Transfer enrollments overall have fallen by nearly 7% since fall 2020, with the biggest losses happening among students who were continuing — rather than returning to — their college education, an almost 12% drop.

These declines are part of colleges’ broader enrollment struggles spurred by the spread of COVID-19. Colleges have lost 1.2 million undergraduate students since the start of the health crisis, according to the National Student Clearinghouse, with the bulk disappearing from community colleges that face competition with a strong job market. 

The clearinghouse reported in February that the sector is just beginning to see hints of recovery with the year-over-year decline in undergraduates shrinking.

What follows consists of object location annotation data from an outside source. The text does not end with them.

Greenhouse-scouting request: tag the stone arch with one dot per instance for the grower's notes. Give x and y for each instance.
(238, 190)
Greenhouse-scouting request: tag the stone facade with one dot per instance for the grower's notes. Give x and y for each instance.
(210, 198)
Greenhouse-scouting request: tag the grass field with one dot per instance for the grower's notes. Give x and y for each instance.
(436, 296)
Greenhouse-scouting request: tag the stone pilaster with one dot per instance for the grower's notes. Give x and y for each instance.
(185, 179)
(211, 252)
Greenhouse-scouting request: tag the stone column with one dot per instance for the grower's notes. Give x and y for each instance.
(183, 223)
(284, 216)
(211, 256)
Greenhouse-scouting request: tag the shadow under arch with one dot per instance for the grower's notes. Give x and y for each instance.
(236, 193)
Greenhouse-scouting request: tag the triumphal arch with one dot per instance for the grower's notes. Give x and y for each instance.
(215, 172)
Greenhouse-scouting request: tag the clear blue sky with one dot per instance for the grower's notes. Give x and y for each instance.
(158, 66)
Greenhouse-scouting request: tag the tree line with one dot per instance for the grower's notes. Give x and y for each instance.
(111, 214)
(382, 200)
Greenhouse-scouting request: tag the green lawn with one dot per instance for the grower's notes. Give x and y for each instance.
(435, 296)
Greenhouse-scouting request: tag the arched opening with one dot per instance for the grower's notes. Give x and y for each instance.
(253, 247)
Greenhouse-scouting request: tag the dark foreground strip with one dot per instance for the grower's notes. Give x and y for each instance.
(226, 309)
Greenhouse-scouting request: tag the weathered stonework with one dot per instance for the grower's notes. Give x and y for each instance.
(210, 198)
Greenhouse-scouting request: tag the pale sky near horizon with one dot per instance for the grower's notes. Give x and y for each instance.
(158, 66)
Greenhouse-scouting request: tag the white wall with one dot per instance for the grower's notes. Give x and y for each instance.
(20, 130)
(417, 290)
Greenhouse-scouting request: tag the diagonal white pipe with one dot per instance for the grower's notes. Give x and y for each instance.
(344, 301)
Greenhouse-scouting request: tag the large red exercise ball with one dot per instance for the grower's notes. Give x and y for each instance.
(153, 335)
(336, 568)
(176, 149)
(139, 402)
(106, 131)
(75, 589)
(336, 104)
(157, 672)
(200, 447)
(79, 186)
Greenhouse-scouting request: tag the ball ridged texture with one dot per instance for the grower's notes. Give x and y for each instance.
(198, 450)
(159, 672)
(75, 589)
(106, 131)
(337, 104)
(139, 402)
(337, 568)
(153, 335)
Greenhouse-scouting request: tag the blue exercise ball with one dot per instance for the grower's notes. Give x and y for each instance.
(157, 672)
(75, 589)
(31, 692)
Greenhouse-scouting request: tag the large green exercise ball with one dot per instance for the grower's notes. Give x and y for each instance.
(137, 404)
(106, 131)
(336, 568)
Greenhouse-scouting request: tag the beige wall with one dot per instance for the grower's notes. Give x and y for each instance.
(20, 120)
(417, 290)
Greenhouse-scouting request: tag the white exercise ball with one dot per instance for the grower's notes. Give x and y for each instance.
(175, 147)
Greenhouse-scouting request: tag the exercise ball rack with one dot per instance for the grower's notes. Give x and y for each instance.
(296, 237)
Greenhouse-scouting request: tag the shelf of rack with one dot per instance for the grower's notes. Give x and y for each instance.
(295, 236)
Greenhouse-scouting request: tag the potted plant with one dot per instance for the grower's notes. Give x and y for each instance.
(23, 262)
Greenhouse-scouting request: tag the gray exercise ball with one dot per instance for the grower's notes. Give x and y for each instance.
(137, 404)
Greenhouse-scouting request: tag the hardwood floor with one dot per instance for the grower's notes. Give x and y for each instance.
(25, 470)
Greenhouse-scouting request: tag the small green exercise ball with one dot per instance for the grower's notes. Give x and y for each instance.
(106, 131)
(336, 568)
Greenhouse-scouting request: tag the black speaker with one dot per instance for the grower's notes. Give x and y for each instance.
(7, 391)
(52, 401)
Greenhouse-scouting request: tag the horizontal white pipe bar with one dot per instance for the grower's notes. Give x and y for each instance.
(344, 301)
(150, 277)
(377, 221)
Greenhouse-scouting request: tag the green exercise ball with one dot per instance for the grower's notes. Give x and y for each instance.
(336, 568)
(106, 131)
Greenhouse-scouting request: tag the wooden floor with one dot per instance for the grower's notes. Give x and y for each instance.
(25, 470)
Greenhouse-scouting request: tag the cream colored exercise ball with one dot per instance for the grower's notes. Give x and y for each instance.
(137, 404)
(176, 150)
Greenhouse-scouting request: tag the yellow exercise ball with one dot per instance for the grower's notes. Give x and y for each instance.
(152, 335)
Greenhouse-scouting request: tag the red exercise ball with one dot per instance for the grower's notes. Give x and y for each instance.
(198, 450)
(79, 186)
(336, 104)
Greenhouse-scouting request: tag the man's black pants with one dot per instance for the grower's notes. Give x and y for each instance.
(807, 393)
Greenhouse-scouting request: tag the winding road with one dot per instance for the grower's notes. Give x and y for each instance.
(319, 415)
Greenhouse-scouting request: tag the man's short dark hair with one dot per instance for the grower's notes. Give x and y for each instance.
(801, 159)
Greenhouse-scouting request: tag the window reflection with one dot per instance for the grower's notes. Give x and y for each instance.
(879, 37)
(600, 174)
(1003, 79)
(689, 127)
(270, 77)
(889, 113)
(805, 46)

“Unlike the stabilization that we saw in the general enrollment numbers last month, the number of students who transferred in fall 2022 is continuing the downward slide it has been on since the pandemic began in 2020, and this is especially true for upward transfers,” Doug Shapiro, executive director of the clearinghouse’s Research Center, said in a statement. 

Shapiro noted on a call with reporters Wednesday that the overall transfer decline of 2.3% from fall 2021 to fall 2022 was steeper than the rate of enrollment decline among nontransfer students, which means “transfer continues to be more constrained, more difficult for students during the pandemic, than same-school enrollment.”

Clearinghouse officials said they were particularly concerned with the tumbling share of students transferring to a four-year college from suburban and urban community colleges. They characterized bachelor’s degree programs as being “increasingly out of reach” for students attending these two-year colleges. 

Upward transfers from suburban two-year institutions have sunk by 11%, or 16,300 fewer students, since fall 2021, and those from urban community colleges plummeted 8.8%, or 20,200 students.

Not all the news was doom and gloom though.

The share of students moving from a rural community college to a four-year college actually increased by 1.4% year over year.

And for the first time since the pandemic started, transfers from students who stopped out began to rise — by 5.4%. That equated to 26,800 more students between fall 2021 and fall 2022.

Transfers to primarily online institutions drove almost 40% of this growth, the clearinghouse said.